De 1989 a 1992 esteve no Público, em Lisboa, e, entre os anos de 1993 e 1995, foi correspondente permanente do jornal nos Estados Unidos, Canadá e México.

Estava baseado em Washington, primeiro. Depois, por minha iniciativa, mudei-me para Nova Iorque porque aconteciam mais coisas. Não fazia apenas Política, gostava de aprofundar a Cultura. Passava a vida a viajar por todos os sítios, fui ao México fazer uma reportagem sobre os Zapatistas.

Foi para os EUA no ano em que o Bill Clinton foi eleito.

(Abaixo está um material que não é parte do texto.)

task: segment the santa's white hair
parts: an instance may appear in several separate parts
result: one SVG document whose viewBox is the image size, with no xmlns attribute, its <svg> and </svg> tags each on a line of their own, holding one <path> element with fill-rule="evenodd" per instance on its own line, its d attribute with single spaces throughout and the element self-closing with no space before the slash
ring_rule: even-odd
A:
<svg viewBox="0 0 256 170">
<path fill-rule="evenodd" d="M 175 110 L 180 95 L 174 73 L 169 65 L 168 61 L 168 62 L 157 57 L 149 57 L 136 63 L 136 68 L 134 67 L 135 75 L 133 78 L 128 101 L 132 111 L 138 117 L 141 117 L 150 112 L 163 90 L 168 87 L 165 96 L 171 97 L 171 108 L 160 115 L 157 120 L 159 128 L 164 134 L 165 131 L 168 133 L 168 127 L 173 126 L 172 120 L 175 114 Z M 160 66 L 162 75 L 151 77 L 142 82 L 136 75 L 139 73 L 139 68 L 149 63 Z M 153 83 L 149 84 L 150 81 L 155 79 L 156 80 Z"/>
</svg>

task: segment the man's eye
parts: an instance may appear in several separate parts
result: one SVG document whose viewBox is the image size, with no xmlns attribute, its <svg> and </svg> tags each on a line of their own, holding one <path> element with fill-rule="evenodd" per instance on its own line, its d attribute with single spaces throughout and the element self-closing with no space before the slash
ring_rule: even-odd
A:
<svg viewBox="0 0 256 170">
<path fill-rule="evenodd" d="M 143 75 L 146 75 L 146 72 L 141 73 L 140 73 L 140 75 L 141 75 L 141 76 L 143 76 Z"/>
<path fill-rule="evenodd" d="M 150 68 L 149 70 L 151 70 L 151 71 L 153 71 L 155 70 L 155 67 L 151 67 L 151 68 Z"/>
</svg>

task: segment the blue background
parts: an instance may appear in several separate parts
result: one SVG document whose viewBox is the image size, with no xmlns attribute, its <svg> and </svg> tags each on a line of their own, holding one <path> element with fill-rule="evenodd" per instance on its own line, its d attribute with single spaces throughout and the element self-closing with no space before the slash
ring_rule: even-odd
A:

Estive lá durante o primeiro mandato. Quando o Clinton tomou posse, eu também tomei, porque cheguei ao país no primeiro janeiro de 1993. Com a minha mochila às costas, tinha de encontrar casa e tratar de tudo sozinho. Em trabalho, já tinha estado nos EUA várias vezes. Fiz a cobertura da campanha eleitoral e da Convenção Democrática.

Costuma dizer que o viajante tem de provocar acontecimentos e ter uma postura ativa. E em jornalismo, também temos de ter essa postura, mas estava nos EUA com tudo a acontecer em seu redor. Sentia-se assoberbado?

Há sítios em que acontecem mais coisas do que outros. Há lugares muito intensos e os EUA são um desses países, especialmente, em Nova Iorque. Sai-se à rua e vê-se logo coisas interessantes para escrever. Tenho a teoria, e tem mais que ver com a Escrita de Viagens, de que é mais positivo viajar quando estão a acontecer coisas do que numa época normal. Quando acontecem grandes convulsões políticas, sociais, de efervescência cultural.

Como o 25 de Abril, quando vieram jornalistas estrangeiros fazer a cobertura da Revolução.

Exato. A teoria do papel ativo dos jornalistas não se aplica tanto nos locais em que os acontecimentos vêm ter connosco. Mas, mesmo aí, temos de ter uma atitude ativa no sentido de não estar apenas dependente daquilo que lhe acontece. Temos de falar com as pessoas, ir aos sítios, estarmos presentes e não esperarmos que alguém nos conte aquilo que viu. Não devemos ter um papel passivo.

É possível ter sempre esse papel atualmente?

Não tenho uma solução, senão, já a teria aplicado. O jornalismo implica deslocação e, de facto, isso por vezes não é fácil porque é necessário ter recursos e dinheiro. O próprio tempo que se gasta também custa dinheiro. É desvalorizada a especialização e a qualidade das pessoas. Até porque os próprios leitores não têm sentido crítico suficiente para ver a diferença. É todo um nivelar por baixo nas diversas vertentes. Tudo isto reflete-se na profissão. O jornalista é visto como muito pouco especializado, mas devia ser diferenciado. É como um cirurgião ou um piloto de aviões. Se colocarmos um tipo qualquer a fazer uma operação ou a pilotar um avião, será que vamos arriscar? O jornalismo está ao mesmo nível destas profissões ou mais porque, por vezes, pode ser mais perigoso. Um cirurgião pode matar uma pessoa, o jornalista pode matar mais. Por exemplo, se um jornalista fizer mal o seu trabalho sobre a informação relativa à covid-19, pode quase matar diretamente as pessoas. Atualmente, parece que qualquer pessoa pode ser jornalista.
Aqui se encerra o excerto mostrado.